The term of protection in computer programs is the same as that for other types of work (art. 98).

== Related rights (Otros derechos de propiedad intelectual) ==

A number of related rights are detailed in Book Two of the Intellectual Property Law: these are similar in form to the rights of Book One, but may not directly concern the author of the work. They are independent of the rights of the author of the work: this is especially important for photographs and audiovisual works, which are automatically protected by related rights regardless of their copyright status but which may also enjoy the greater protection provided by copyright. The limitations to copyright protection also apply to these related rights (art. 132).

=== Rights of performers ===

A performer is any person who "presents, sings, reads, recites, interprets or executes a work in any form," including the stage director and the conductor of an orchestra (art. 105). Performers have the exclusive rights to authorize:
- the recording and/or reproduction of the performance (arts. 106, 107)
- the communication of the performance to the public (art. 108)
- the distribution of recordings or reproductions of the performance (art. 109)

These rights last for fifty years from either the date of the performance or the date of publication of a recording of the performance, whichever is the later (art. 112). The period of protection runs to 31 December of the relevant year. Performers also have the moral right to have their name associated with their performances, and to object to distortion or mutilation of their performances: these moral rights last for the life of the performer and for twenty years after his or her death.

=== Rights of producers of sound recordings ===

The person who makes a sound recording has the exclusive right to authorize the reproduction, the communication to the public and the distribution of that recording (arts. 114-117). These rights last for fifty years after the date of the recording or the date of publication, whichever is the later, and run to 31 December of the relevant year (art. 119). Corporate persons can be the holders of these rights if the recording was first made under their "initiative and responsibility".

=== Rights of producers of audiovisual recordings ===

An "audiovisual recording" (grabación audiovisual) is any recording of a scene or sequence of images, with or without sound, whether or not it counts as an "audiovisual work" (obra audiovisual) (art. 120): an example would be the images from a security camera.
The person who takes the "initiative and responsibility" to make such a recording has the exclusive right to authorize its reproduction, communication to the public and distribution (arts. 121-123).

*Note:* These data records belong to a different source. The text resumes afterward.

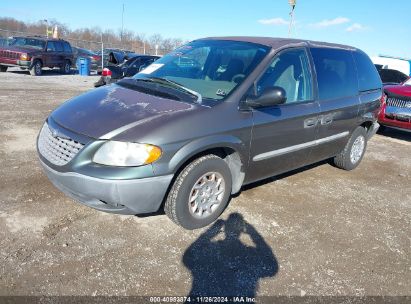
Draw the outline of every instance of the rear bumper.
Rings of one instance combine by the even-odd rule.
[[[395,108],[383,105],[378,122],[387,127],[411,131],[411,108]]]
[[[31,61],[27,60],[17,60],[11,58],[0,58],[0,65],[10,66],[10,67],[25,67],[31,66]]]
[[[117,214],[155,212],[173,175],[133,180],[107,180],[75,172],[57,172],[40,160],[47,177],[60,191],[97,210]]]
[[[370,130],[368,131],[368,138],[373,137],[377,133],[379,128],[380,128],[380,124],[378,122],[374,122]]]

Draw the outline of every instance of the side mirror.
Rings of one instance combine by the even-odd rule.
[[[139,67],[138,72],[141,72],[142,70],[144,70],[146,67],[148,67],[147,64],[143,64],[142,66]]]
[[[271,107],[287,101],[287,93],[282,87],[266,88],[259,96],[247,98],[247,105],[252,108]]]

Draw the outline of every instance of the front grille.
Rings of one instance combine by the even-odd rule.
[[[20,58],[20,53],[12,52],[12,51],[0,51],[0,57],[11,58],[11,59],[19,59]]]
[[[403,100],[399,98],[388,98],[387,106],[396,108],[411,108],[411,100]]]
[[[83,144],[68,138],[54,137],[47,123],[40,131],[38,148],[40,154],[56,166],[64,166],[84,147]]]

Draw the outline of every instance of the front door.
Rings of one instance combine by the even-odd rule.
[[[305,48],[282,51],[257,81],[257,96],[270,86],[286,91],[284,104],[253,110],[246,182],[280,174],[310,162],[316,141],[318,102]]]
[[[55,67],[57,66],[58,55],[57,49],[54,41],[47,42],[47,54],[45,56],[44,66],[46,67]]]
[[[350,50],[312,48],[317,74],[320,119],[314,161],[333,157],[359,123],[358,79]]]

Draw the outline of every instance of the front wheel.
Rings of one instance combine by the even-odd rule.
[[[43,68],[43,65],[41,64],[40,60],[36,60],[33,62],[33,66],[30,69],[30,75],[32,76],[41,76],[41,69]]]
[[[214,222],[231,195],[231,172],[220,157],[202,156],[181,171],[168,194],[164,211],[176,224],[196,229]]]
[[[367,148],[367,132],[363,127],[358,127],[352,133],[344,150],[334,157],[334,164],[341,169],[350,171],[361,162]]]

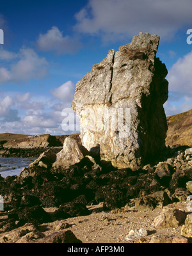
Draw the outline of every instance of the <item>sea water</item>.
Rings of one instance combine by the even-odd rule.
[[[19,175],[24,167],[35,160],[35,157],[0,157],[0,175],[6,178],[8,176]]]

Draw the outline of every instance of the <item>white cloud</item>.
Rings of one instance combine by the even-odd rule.
[[[164,104],[168,116],[192,109],[192,51],[180,58],[168,71],[169,98]]]
[[[192,97],[192,51],[180,58],[169,70],[169,90],[174,94]]]
[[[17,57],[17,54],[16,53],[6,51],[3,47],[0,48],[0,60],[10,61],[15,59]]]
[[[191,0],[89,0],[76,15],[76,31],[104,41],[131,38],[139,32],[171,39],[192,22]]]
[[[40,34],[36,45],[40,51],[53,51],[57,54],[72,54],[81,47],[77,38],[63,36],[63,33],[56,26],[52,26],[45,34]]]
[[[29,92],[2,93],[0,95],[0,132],[8,131],[8,132],[14,133],[72,133],[71,131],[66,132],[62,129],[61,124],[65,116],[61,114],[63,109],[70,106],[74,92],[75,85],[68,81],[52,90],[49,97]]]
[[[68,81],[60,87],[52,90],[52,94],[63,102],[70,102],[74,98],[76,86],[74,84]]]
[[[0,116],[6,115],[13,104],[13,100],[10,96],[6,96],[0,102]]]
[[[11,58],[13,53],[4,51],[4,55],[7,58]],[[41,79],[47,75],[47,61],[45,58],[38,56],[33,49],[22,48],[17,56],[19,60],[9,68],[0,68],[0,84],[22,83],[30,79]]]

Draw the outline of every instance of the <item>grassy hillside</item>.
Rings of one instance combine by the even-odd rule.
[[[192,109],[167,117],[166,144],[192,147]]]

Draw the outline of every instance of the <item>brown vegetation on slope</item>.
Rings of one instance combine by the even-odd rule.
[[[192,147],[192,109],[168,116],[167,124],[166,145]]]

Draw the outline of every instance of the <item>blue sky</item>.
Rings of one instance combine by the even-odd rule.
[[[166,115],[191,109],[191,0],[1,1],[0,132],[66,133],[61,113],[76,83],[140,31],[161,37]]]

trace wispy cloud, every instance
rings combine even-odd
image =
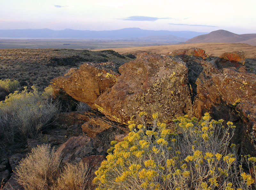
[[[123,19],[120,19],[123,20],[132,20],[133,21],[156,21],[159,19],[167,19],[170,18],[158,18],[144,16],[132,16]]]
[[[216,26],[211,26],[210,25],[204,25],[200,24],[175,24],[174,23],[169,23],[168,24],[174,25],[178,25],[180,26],[192,26],[194,27],[218,27]]]
[[[62,8],[62,7],[65,7],[67,6],[61,6],[61,5],[54,5],[54,6],[56,8]]]

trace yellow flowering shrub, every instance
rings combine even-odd
[[[10,79],[0,80],[0,91],[4,91],[8,94],[12,93],[18,89],[20,82],[17,80],[12,81]]]
[[[206,113],[198,121],[187,115],[174,119],[172,133],[152,115],[151,125],[131,122],[129,135],[112,142],[107,160],[95,172],[97,189],[254,189],[256,157],[239,159],[229,142],[235,127],[229,122],[211,120]],[[255,170],[254,170],[254,171]]]

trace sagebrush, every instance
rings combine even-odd
[[[85,189],[88,165],[61,164],[60,154],[43,145],[32,149],[17,167],[17,181],[25,189]]]
[[[157,113],[147,126],[146,114],[140,114],[142,124],[129,125],[123,141],[111,142],[95,172],[97,189],[255,189],[255,170],[246,173],[242,165],[255,169],[256,157],[240,158],[235,145],[229,146],[232,122],[224,127],[223,120],[211,120],[207,113],[199,121],[185,115],[174,121],[177,128],[171,133]]]
[[[0,80],[0,91],[3,91],[9,94],[18,90],[20,82],[17,80]]]
[[[10,144],[25,142],[49,125],[60,111],[58,101],[40,95],[34,87],[10,94],[0,102],[0,140]]]

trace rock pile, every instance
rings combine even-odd
[[[108,119],[127,132],[128,122],[139,122],[142,110],[159,112],[168,123],[176,116],[200,118],[209,112],[213,119],[235,124],[235,142],[241,151],[254,155],[256,75],[247,71],[245,58],[242,51],[226,52],[214,62],[196,48],[168,55],[144,53],[122,65],[85,64],[55,79],[53,86],[103,114],[82,125],[92,137],[115,125]]]
[[[176,116],[200,118],[209,112],[213,119],[232,122],[237,126],[234,142],[242,154],[255,156],[256,75],[247,71],[244,59],[239,51],[225,53],[214,62],[194,48],[168,55],[144,53],[122,65],[86,63],[70,69],[53,80],[54,95],[67,101],[72,97],[92,109],[62,114],[67,115],[56,121],[69,132],[67,136],[73,136],[58,145],[63,162],[89,162],[87,187],[93,189],[94,171],[104,159],[108,143],[115,136],[122,141],[128,122],[139,122],[141,111],[160,113],[170,127]]]

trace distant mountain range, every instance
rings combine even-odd
[[[0,30],[1,38],[104,39],[115,41],[161,42],[172,44],[224,42],[256,45],[255,34],[238,34],[223,30],[209,33],[192,31],[150,30],[139,28],[101,31],[71,29],[53,30],[47,28]]]
[[[219,30],[196,36],[181,43],[209,42],[241,43],[255,46],[256,34],[238,34],[226,30]]]
[[[25,29],[21,30],[1,30],[0,38],[74,38],[109,39],[127,39],[151,36],[169,36],[178,37],[173,41],[178,42],[185,41],[198,35],[207,34],[192,31],[169,31],[142,30],[138,28],[128,28],[115,30],[94,31],[77,30],[65,29],[62,30],[53,30],[50,29]],[[170,36],[167,36],[170,39]],[[180,38],[185,38],[180,39]]]

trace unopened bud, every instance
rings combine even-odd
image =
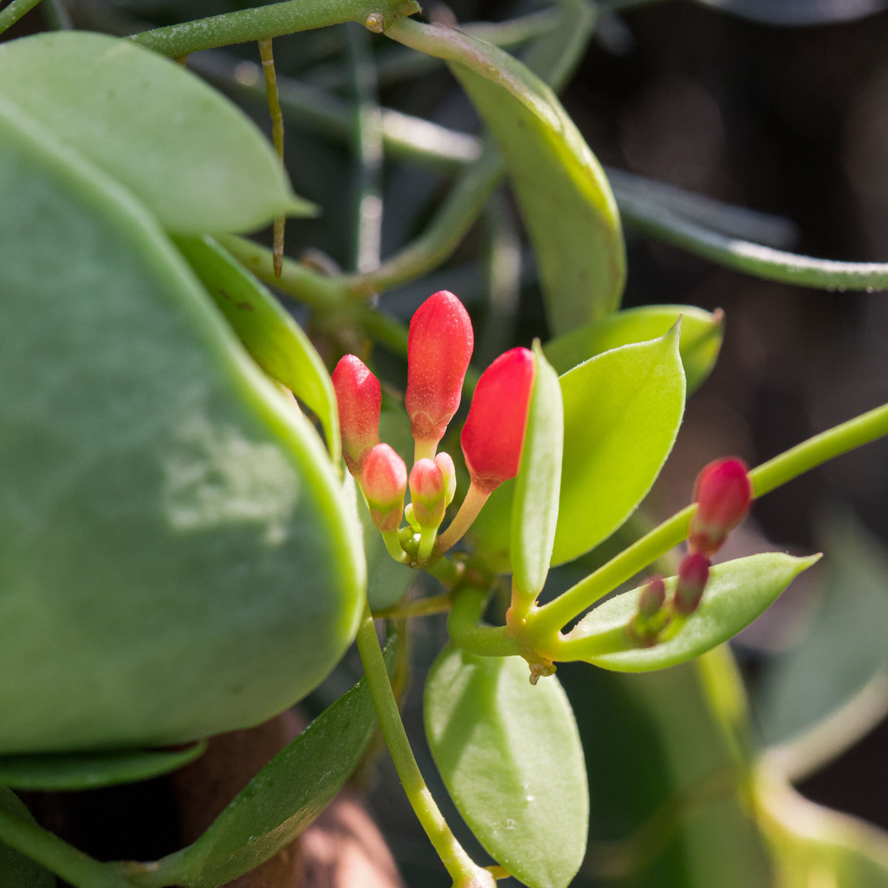
[[[410,320],[404,406],[418,449],[430,456],[459,407],[473,345],[469,313],[446,289],[430,296]]]
[[[377,444],[364,457],[361,489],[367,497],[373,523],[384,534],[397,530],[404,511],[407,466],[388,444]]]
[[[343,456],[348,471],[358,478],[367,454],[379,443],[379,380],[353,354],[339,361],[332,378]]]
[[[710,463],[697,476],[694,500],[697,511],[689,527],[691,551],[712,555],[749,511],[752,485],[746,464],[736,456]]]
[[[482,493],[518,474],[535,376],[533,353],[513,348],[478,380],[460,441],[472,483]]]
[[[699,607],[710,579],[710,559],[700,552],[691,552],[678,566],[672,607],[677,614],[687,616]]]

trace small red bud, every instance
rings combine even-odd
[[[446,289],[430,296],[410,319],[404,406],[413,437],[432,452],[459,407],[473,345],[469,313]]]
[[[416,460],[410,470],[410,503],[413,514],[423,527],[437,527],[444,519],[447,503],[444,475],[431,459]]]
[[[700,552],[691,552],[678,566],[672,607],[676,613],[687,616],[699,607],[703,590],[710,579],[710,559]]]
[[[377,444],[364,457],[361,489],[367,497],[373,523],[384,534],[397,530],[404,511],[407,466],[388,444]]]
[[[379,443],[379,380],[360,358],[346,354],[333,371],[333,390],[345,465],[358,478],[370,448]]]
[[[533,353],[513,348],[478,380],[460,440],[472,483],[482,493],[518,474],[535,376]]]
[[[752,485],[746,464],[736,456],[710,463],[697,475],[694,500],[697,511],[689,528],[691,551],[712,555],[749,511]]]

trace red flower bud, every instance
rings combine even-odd
[[[379,380],[360,358],[346,354],[333,371],[345,465],[355,478],[370,448],[379,443]]]
[[[447,503],[444,475],[433,460],[416,460],[410,470],[410,503],[423,527],[437,527],[444,519]]]
[[[513,348],[478,380],[460,440],[472,483],[480,492],[518,474],[535,376],[533,353]]]
[[[430,456],[459,407],[473,345],[469,314],[446,289],[430,296],[410,319],[404,406],[413,437]]]
[[[373,523],[384,534],[397,530],[404,511],[407,466],[388,444],[377,444],[364,457],[361,489],[367,497]]]
[[[710,559],[700,552],[691,552],[678,566],[672,607],[676,613],[687,616],[699,607],[703,590],[710,579]]]
[[[697,476],[694,500],[697,511],[689,528],[691,551],[712,555],[749,511],[752,485],[746,464],[736,456],[710,463]]]

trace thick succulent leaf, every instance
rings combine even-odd
[[[700,387],[710,375],[725,336],[724,315],[693,305],[643,305],[584,324],[543,346],[559,373],[612,348],[662,336],[681,317],[678,353],[685,368],[687,393]]]
[[[496,138],[533,242],[551,330],[617,308],[625,250],[616,203],[552,91],[507,52],[456,28],[399,19],[386,35],[446,59]]]
[[[338,465],[342,441],[333,383],[302,328],[268,289],[211,237],[178,237],[176,244],[253,360],[314,411],[330,458]]]
[[[519,657],[445,648],[425,685],[425,733],[448,791],[485,849],[530,888],[566,888],[583,861],[583,749],[558,680]]]
[[[549,573],[561,487],[564,410],[558,374],[534,344],[536,377],[511,511],[515,586],[535,598]]]
[[[552,564],[607,539],[644,499],[685,410],[678,326],[561,377],[564,460]]]
[[[586,614],[565,637],[566,659],[585,660],[621,672],[645,672],[693,660],[733,638],[773,603],[777,596],[820,555],[793,558],[782,552],[763,552],[715,565],[700,607],[673,638],[653,647],[611,654],[588,654],[602,635],[624,628],[638,607],[641,589],[614,596]],[[668,594],[675,577],[666,581]]]
[[[271,146],[180,65],[125,40],[61,31],[0,46],[4,95],[131,191],[170,231],[252,231],[306,215]]]
[[[206,748],[201,741],[184,749],[0,756],[0,786],[51,791],[135,783],[183,767],[203,755]]]
[[[0,752],[181,743],[306,694],[364,585],[320,438],[144,208],[5,99],[0,292]]]
[[[392,642],[385,651],[390,670],[395,646]],[[274,857],[333,800],[377,725],[361,678],[278,753],[196,842],[159,861],[163,884],[217,888]]]

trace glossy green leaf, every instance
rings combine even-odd
[[[338,465],[342,441],[333,383],[302,328],[268,289],[212,238],[178,237],[176,244],[253,360],[314,411],[330,457]]]
[[[675,666],[700,656],[733,638],[773,603],[794,577],[820,559],[820,555],[793,558],[763,552],[715,565],[703,600],[678,633],[653,647],[588,654],[602,635],[625,627],[638,607],[641,589],[623,592],[599,605],[565,636],[571,660],[585,660],[621,672],[644,672]],[[666,581],[668,594],[675,577]]]
[[[385,651],[390,670],[395,646],[390,643]],[[159,861],[163,884],[217,888],[274,857],[333,800],[377,725],[361,678],[279,752],[196,842]]]
[[[519,657],[450,646],[429,672],[424,710],[438,770],[488,852],[530,888],[566,888],[583,862],[589,796],[558,680],[535,686]]]
[[[552,564],[607,539],[660,473],[685,410],[678,336],[676,325],[561,377],[564,461]]]
[[[710,375],[718,357],[725,336],[724,315],[719,312],[711,313],[693,305],[628,308],[551,339],[543,351],[559,373],[567,373],[602,352],[662,336],[679,315],[678,353],[690,394]]]
[[[0,752],[289,706],[361,612],[329,457],[154,218],[4,99],[0,292]]]
[[[123,749],[43,756],[0,756],[0,786],[13,789],[94,789],[151,780],[203,755],[205,741],[184,749]]]
[[[558,374],[534,343],[536,377],[530,399],[521,468],[511,510],[511,564],[515,586],[535,598],[551,560],[561,488],[564,410]]]
[[[0,810],[34,821],[21,800],[0,786]],[[56,878],[30,858],[0,842],[0,884],[3,888],[56,888]]]
[[[180,65],[125,40],[61,31],[0,47],[4,95],[131,191],[170,231],[252,231],[310,214],[270,144]]]
[[[620,305],[625,251],[600,164],[561,103],[507,52],[456,28],[399,19],[388,36],[446,59],[505,158],[554,333]]]

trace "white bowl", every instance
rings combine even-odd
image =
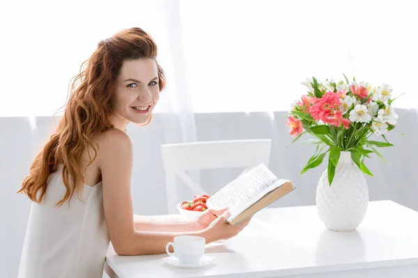
[[[189,219],[196,219],[199,217],[204,211],[187,211],[186,209],[181,208],[181,203],[178,203],[177,204],[177,209],[178,212],[182,215],[185,215],[186,218]]]

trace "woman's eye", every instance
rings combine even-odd
[[[136,87],[137,87],[137,83],[131,83],[130,84],[127,85],[126,87],[127,87],[127,88],[135,88],[135,87],[131,86],[131,85],[134,85]]]
[[[126,87],[127,87],[127,88],[135,88],[135,87],[131,86],[131,85],[134,85],[135,87],[137,87],[137,83],[131,83],[130,84],[127,85]]]

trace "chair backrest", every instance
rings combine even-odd
[[[206,193],[185,172],[193,170],[245,167],[260,163],[268,165],[271,139],[205,141],[164,144],[161,146],[165,173],[169,213],[176,213],[177,197],[176,177],[179,177],[196,193]]]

These rights extend to photographs taken during the production of
an audiovisual recording (art. 124), and last for fifty years after the production of the recording or its publication, whichever is the later, running to 31 December of the relevant year (art. 125). They are independent of the copyright in the audiovisual work.
Corporate persons can be the holders of these rights. All rights fall under Jurisdiction of local law

=== Rights of broadcasting organisations ===

Broadcasting organisations have the exclusive right to authorise (art. 126):
- the recording of their broadcasts in any form;
- the reproduction of their broadcasts in any form;
- the retransmission of their broadcasts;
- the communication of the broadcasts to a paying public.
- the distribution of recordings of their broadcasts.
These rights last for fifty years from the date of broadcast, running to 31 December of the relevant year (art. 127).

=== Database rights ===

The sui generis protection of databases was instituted by the Law 5/1998 of 6 March 1998 incorporating Directive 96/9/EC of the European Parliament and of the Council of 11 March 1996 on the Legal Protection of Databases. The provisions are contained in Title VIII of Book Two (arts. 133-137 under the revised numbering), but are not included in the 1996 consolidated version of the Intellectual Property Law. Database rights specifically protect the "substantial investment" in the form of "finance, time, energy or effort", assessed "either qualitatively or quantitatively", which was necessary to create the database (art. 133.1).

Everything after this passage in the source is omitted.